Take alcohol, for example. This newspaper recently ran a four-part series: “Colorado’s Quiet Killer” which notes that “alcohol killed 1,547 people statewide in 2022.” Yet in 2022, the Editorial Board was a cheerleader for Propositions 124, 125, and 126, which greatly expanded Coloradans’ access to alcohol. For that same year, Colorado Ceasefire, a gun-violence prevention organization, recorded 1,033 firearm-related deaths in Colorado, 414 of which were homicides.

On such charged topics, readers could benefit from more incisive analysis, including honest data accounting and discussions about tradeoffs.

Travis Reed, Denver

Re: “What is the rationale for owning an assault weapon?” April 28 letter to the editor

I, too, am a gun owner and a defender of the Second Amendment, but, unlike one of last Sunday’s letter writers, I don’t cut up the amendment. The first clause, “A well regulated Militia, being necessary to the security of a free state,” justifies the second clause, “the right of the people to keep and bear Arms, shall not be infringed.”

All of us are militia; otherwise, only the National Guard would be allowed to possess weapons. The key words in the amendment are “well regulated.” Without regulation, gun ownership is just lawlessness.

Congress recognized the constitutional duty for regulation in 1934 and 1986 by banning machine guns. We can debate which guns should be legal, but the question of whether the government can regulate guns was settled in 1791. The constitutional right to bear arms is dependent on the constitutional requirement for reasonable regulation.

Ray Harlan, Denver

Sunday’s Perspective section had two ironically contrasting pieces that were just too juicy to pass up.  In the Open Forum section, a reader writes in support of gun ownership, “Yes, even modern semi-automatic weapons,” citing only the last part of the Second Amendment (the part that gun supporters always seem to selectively gravitate to) as support for his position.

Then, immediately to the left of that letter is The Denver Post Editorial, which cites the complete wording of the Second Amendment.
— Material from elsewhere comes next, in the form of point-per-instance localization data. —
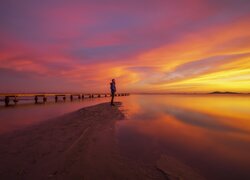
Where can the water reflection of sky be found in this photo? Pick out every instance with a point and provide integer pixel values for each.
(210, 133)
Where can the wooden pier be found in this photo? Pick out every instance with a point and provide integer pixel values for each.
(13, 99)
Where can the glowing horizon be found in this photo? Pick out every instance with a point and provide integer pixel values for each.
(147, 46)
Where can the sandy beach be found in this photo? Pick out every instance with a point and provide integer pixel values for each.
(79, 145)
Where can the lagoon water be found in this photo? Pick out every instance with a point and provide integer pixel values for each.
(209, 133)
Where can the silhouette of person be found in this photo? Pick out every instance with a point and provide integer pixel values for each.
(113, 90)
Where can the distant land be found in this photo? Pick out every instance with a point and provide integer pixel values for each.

The whole premise of the Second Amendment, as envisioned by the Founders, was to allow American citizens access to arms for local militia groups to repel any foreign invasion or attempted overthrow of the government (January 6, anyone?).  Also, at the time the amendment was written, the most lethal armaments available to citizens were single-shot, smooth-bore muskets and pistols firing round lead balls.  While often lethal, they did not explode a human body like a high-powered AR-15 or other similar weapon of today.  So, where exactly do those automatic and semi-automatic weapons fall within the militia premise of the Second Amendment?  I think the Founders would be truly shocked at the current perversion of their original intent.